27 lutego tramwaj Konstal 105NCh uderzył w tył tramwaju N8C „dortmund”. Badania biegłego sądowego stwierdziły, że hamulce działały sprawnie, a zawinił motorniczy. - Jest kilka wątpliwości. Po pierwsze, pierwszego dnia badania uruchomiono tylko drugi wagon, bo pierwszy w ogóle nie chciał ruszyć. Zniszczone były bowiem gniazda łączące oba wagony. Gniazda, podobnie jak sprzęgi, uległy zniszczeniu podczas wypadku.

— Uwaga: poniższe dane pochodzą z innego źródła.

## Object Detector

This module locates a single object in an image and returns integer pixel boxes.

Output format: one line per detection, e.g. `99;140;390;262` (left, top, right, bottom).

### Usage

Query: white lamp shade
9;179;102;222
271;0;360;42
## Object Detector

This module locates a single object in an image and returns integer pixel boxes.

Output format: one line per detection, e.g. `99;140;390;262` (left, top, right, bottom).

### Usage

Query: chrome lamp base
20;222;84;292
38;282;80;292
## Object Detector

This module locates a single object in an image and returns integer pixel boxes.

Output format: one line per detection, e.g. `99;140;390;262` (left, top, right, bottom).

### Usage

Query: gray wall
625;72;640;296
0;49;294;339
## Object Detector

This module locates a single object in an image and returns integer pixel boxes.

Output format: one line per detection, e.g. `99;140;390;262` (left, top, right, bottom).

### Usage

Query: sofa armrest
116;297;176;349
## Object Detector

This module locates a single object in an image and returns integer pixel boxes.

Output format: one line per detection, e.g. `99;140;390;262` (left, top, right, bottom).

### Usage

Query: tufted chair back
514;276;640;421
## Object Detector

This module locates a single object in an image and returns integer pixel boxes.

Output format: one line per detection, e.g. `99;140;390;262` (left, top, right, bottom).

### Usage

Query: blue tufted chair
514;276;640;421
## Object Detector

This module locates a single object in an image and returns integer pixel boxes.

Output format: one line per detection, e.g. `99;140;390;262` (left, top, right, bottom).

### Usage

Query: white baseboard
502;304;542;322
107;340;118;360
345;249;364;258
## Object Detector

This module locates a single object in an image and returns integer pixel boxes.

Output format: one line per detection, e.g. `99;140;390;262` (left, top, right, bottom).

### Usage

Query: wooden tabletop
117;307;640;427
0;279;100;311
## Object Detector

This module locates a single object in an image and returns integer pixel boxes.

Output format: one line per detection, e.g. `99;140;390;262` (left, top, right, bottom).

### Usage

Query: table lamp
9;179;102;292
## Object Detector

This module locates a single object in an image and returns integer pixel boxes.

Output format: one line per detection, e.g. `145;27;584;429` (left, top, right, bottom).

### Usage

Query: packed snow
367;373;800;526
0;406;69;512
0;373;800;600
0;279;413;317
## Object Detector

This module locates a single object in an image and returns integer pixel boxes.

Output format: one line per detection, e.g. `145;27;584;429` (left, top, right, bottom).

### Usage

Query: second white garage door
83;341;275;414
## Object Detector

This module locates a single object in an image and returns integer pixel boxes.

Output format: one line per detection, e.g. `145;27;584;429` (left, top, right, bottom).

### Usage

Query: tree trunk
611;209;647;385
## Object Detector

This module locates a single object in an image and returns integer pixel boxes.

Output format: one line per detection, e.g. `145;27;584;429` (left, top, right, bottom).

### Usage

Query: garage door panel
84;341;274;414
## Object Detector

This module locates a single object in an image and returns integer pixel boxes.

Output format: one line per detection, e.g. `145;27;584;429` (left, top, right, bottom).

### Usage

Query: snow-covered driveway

Następnego dnia po pierwszym badaniu odbyło się kolejne - już z dwoma wagonami. Świadczy to o tym, że w międzyczasie sprzęgi i gniazda musiały być wymienione. Czyli musiała być ingerencja techniczna – twierdzi Krzysztof Wnuk-Lemański, motorniczy 105NCh.
Zwolniony motorniczy twierdzi, że w tramwaju, którym kierował, nastąpił całkowity zanik hamowania. - Tramwaj, którym kierowałem, to chopper, przebudowany tramwaj typu 105Na. Od oryginału różni się tym, że nie ma tradycyjnego rozrusznika tylko komputer. Może być tak, że wszystko działa, jeździ, hamuje, jeździ, hamuje... i nagle następuje zanik hamowania. Tak właśnie było. Docisnąłem do końca, puściłem czuwak, prędkość się nie zmniejszyła. Jest to dla mnie upokarzające, że zwolniono mnie, nie mając zapisu monitoringu z dortmunda (był niesprawny – przyp. PR) i przed zakończeniem badań czarnej skrzynki. Idę do sądu pracy. Nie dam zrobić z siebie kozła ofiarnego – dodaje motorniczy.
Co na to ZKM? - Zakład Komunikacji Miejskiej w Gdańsku stoi na stanowisku poszanowania uprawnień pracowników i pracodawcy do postępowania zgodnie z Kodeksem Pracy. Miejscem rozstrzygania ewentualnych sporów powinien być Sąd Pracy, a nie media – mówi Krzysztof Wojtkiewicz, rzecznik ZKM.
Na zlecenie prokuratury, trwa badanie czarnych skrzynek z obu tramwajów.